CEMAC et CEEAC, un cadre politique et économique pour l’action
La Communauté Économique et Monétaire de l’Afrique Centrale [CEMAC] et la Communauté Économique des États de l’Afrique Centrale [CEEAC] offrent le cadre institutionnel pour traduire ces ambitions en politiques concrètes. La CEEAC coordonne en outre les mécanismes de prévention et de résolution des conflits, notamment dans le bassin du lac Tchad et les zones frontalières. Tandis que la CEMAC travaille sur l’harmonisation des politiques économiques et l’investissement dans les infrastructures structurantes, dont l’eau et l’assainissement.
Un concept qui s’inscrit dans l’Agenda 2063 de l’Union africaine et le Programme 2030, avec un focus sur l’ODD 6 ”Eau propre et assainissement” et l’ODD 16 ”Paix, justice et institutions efficaces”. Lors de son intervention, le représentant des Nations Unies en Afrique Centrale a rappelé que: « l’émergence de l’Afrique Centrale passe par des institutions fortes, une gouvernance inclusive et une mobilisation de toutes les forces vives ». « Sans eau, le monde qui respire ne serait pas né », a souligné le représentant de l’ONU, tout en rappelant que la pollution hydrique affecte directement la santé humaine et la biodiversité. Protéger l’eau, c’est donc protéger la santé, la paix et l’économie de la sous-région.

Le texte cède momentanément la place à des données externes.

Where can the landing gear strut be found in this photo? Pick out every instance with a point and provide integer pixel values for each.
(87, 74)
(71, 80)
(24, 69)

L’eau au cœur de la coopération régionale
Toutefois, les trois institutions convergent sur un point majeur: l’eau est à la fois un facteur de tension et un levier de coopération. Par ailleurs, l’UNESCO met l’accent sur la science citoyenne, les savoirs traditionnels et l’éducation à l’environnement, la CEEAC et la CEMAC travaillent sur la gouvernance transfrontalière des bassins du Congo et du lac Tchad, et sur le financement d’infrastructures d’accès à l’eau potable.
Un moment convivial et intense qui a donné l’occasion à tous les 10 pays couverts par l’UNESCO en Afrique de valoriser leur culture, leur tradition et d’exposer leur savoir-faire culinaire autour d’un cocktail dînatoire.